Additionally, since October the Trump administration has become more hardline and hawkish with the addition of Secretary of State Mike Pompeo and National Security Advisor John Bolton. The decision now to pull out of the deal – while seemingly illogical on its face – may, for an increasingly hardline administration, appear to offer only win-win scenarios:
Scenario 1: Iran chooses to remain in the deal with our European allies. It does not restart its nuclear program and the Trump administration is able to maintain the benefits of the Iran deal (a non-nuclear Iran), while still removing sanctions relief, hurting Iran’s economy and pushing toward its stated goal of regime change. Re-instituting sanctions will help maintain Iran’s status as an international ‘outcast’ while the US reaps the benefits of the diplomacy it rejects.
Scenario 2: Iran restarts its nuclear program, allowing the Trump administration to claim vindication in its choice to pull out of the deal (e.g., correctly identifying Iran as a “bad actor”) —and providing an excuse to oppose Iran’s nuclear program with military action – something members of the increasingly hardline administration have suggested they are open to pursuing.
Since the Trump administration’s motivation for pulling out of the deal appears to stem from this more aggressive and potentially militaristic position towards Iran, the AIC adds to our list of concerns about this decision what such hardline political calculations do not consider:
Severe reputational harm to the US and vindication of hardliners in Iran: Not only does pulling out of the deal cause the world to view the US as an untrustworthy and unreliable actor, but the US also garners deeper reputational harm by increasingly being perceived as an aggressor on the world stage and an unreliable proponent of peace. Such a perception plays directly into the hands of hardliners in Iran, offering them a ‘win’ in identifying the US as (a) an untrustworthy actor and (b) a scapegoat – allowing them to blame external forces for Iran’s economic difficulties rather than their own economic mismanagement;
Stain on diplomacy: The Trump administration’s rejection of diplomacy is a deep stain on the US State Department and the ideal of diplomatic resolution to conflicts that the US has cultivated throughout its history. Pulling out of the JCPOA harms not only the US’ reputation as a peaceful actor but given the US’ prominent role on the world stage, the peace-seeking institution of diplomacy more generally.

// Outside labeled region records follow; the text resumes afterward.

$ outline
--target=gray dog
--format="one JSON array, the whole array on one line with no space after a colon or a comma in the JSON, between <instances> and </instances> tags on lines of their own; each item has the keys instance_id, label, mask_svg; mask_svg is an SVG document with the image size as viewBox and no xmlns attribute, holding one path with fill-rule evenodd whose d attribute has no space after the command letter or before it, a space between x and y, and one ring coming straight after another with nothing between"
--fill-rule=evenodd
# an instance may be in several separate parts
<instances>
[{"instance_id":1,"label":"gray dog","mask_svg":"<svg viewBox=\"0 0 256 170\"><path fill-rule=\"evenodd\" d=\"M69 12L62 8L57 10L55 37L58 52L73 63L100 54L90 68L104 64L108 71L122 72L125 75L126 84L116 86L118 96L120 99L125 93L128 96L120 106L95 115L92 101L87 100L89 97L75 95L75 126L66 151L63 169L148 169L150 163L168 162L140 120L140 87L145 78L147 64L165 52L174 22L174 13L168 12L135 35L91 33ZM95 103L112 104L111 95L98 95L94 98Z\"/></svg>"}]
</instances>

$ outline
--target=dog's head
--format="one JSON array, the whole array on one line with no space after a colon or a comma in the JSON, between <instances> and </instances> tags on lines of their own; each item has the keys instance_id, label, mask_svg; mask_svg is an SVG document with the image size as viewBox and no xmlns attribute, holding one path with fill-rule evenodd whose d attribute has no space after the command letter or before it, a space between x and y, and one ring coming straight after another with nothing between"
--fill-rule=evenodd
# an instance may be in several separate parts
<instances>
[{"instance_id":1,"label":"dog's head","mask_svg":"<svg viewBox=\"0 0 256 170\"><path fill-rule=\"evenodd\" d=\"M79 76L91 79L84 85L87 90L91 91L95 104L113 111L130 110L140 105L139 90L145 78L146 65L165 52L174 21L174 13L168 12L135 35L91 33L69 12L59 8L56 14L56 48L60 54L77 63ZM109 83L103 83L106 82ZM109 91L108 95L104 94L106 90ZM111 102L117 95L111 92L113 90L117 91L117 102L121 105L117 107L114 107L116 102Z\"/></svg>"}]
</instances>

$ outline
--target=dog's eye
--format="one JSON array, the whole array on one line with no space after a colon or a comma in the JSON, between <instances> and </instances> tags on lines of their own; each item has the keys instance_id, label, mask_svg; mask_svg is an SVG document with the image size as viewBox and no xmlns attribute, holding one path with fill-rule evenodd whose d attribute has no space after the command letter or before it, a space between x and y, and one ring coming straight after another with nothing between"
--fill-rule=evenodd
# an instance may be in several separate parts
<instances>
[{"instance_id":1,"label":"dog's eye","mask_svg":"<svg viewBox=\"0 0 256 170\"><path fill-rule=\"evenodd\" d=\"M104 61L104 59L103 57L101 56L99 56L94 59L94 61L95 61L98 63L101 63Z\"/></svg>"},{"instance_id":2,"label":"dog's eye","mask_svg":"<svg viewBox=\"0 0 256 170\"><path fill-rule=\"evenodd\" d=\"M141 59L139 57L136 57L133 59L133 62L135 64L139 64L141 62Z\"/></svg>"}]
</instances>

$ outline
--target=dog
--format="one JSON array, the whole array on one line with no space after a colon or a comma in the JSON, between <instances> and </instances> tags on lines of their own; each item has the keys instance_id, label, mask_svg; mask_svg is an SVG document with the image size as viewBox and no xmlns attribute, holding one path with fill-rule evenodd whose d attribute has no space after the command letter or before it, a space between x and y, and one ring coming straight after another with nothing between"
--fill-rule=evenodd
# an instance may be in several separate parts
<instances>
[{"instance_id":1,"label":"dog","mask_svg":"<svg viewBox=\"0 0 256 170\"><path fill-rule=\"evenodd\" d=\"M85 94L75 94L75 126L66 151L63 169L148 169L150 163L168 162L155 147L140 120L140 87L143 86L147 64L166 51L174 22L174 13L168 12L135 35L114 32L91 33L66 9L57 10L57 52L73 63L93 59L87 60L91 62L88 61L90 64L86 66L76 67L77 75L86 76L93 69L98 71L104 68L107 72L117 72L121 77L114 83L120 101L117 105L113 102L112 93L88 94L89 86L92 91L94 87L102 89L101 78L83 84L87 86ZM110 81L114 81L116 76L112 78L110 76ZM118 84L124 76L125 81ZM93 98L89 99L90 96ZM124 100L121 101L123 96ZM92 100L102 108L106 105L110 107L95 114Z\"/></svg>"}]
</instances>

The cost of peace: In the scenario where Iran restarts its nuclear program and the Trump administration responds with force – having tossed aside diplomatic channels – the cost to both sides, will be severe. Even if this hardline administration seeks confrontation, it is important to note that Secretary of Defense Mattis who understands the potential costs, is one of the few remaining, strong supporters of the Iran Deal in this administration.
In the nearly thirty years that AIC has been working to improve US-Iran relations, we have encountered similarly difficult periods. While challenging, situations like this also present opportunity. After the re-imposition of sanctions by the US, there will be a period of reconciliation for a few months during which time the parties may choose to resolve their differences and negotiate a new deal. This period will come on the heels of the upcoming summit between President Trump and Leader Kim Jong-un of North Korea. If President Trump achieves a peaceful diplomatic resolution in that matter and receives praise for his diplomatic work, he may become newly interested in following such an achievement with an Iran deal as well. In the meantime, the American Iranian Council will continue to work towards that goal.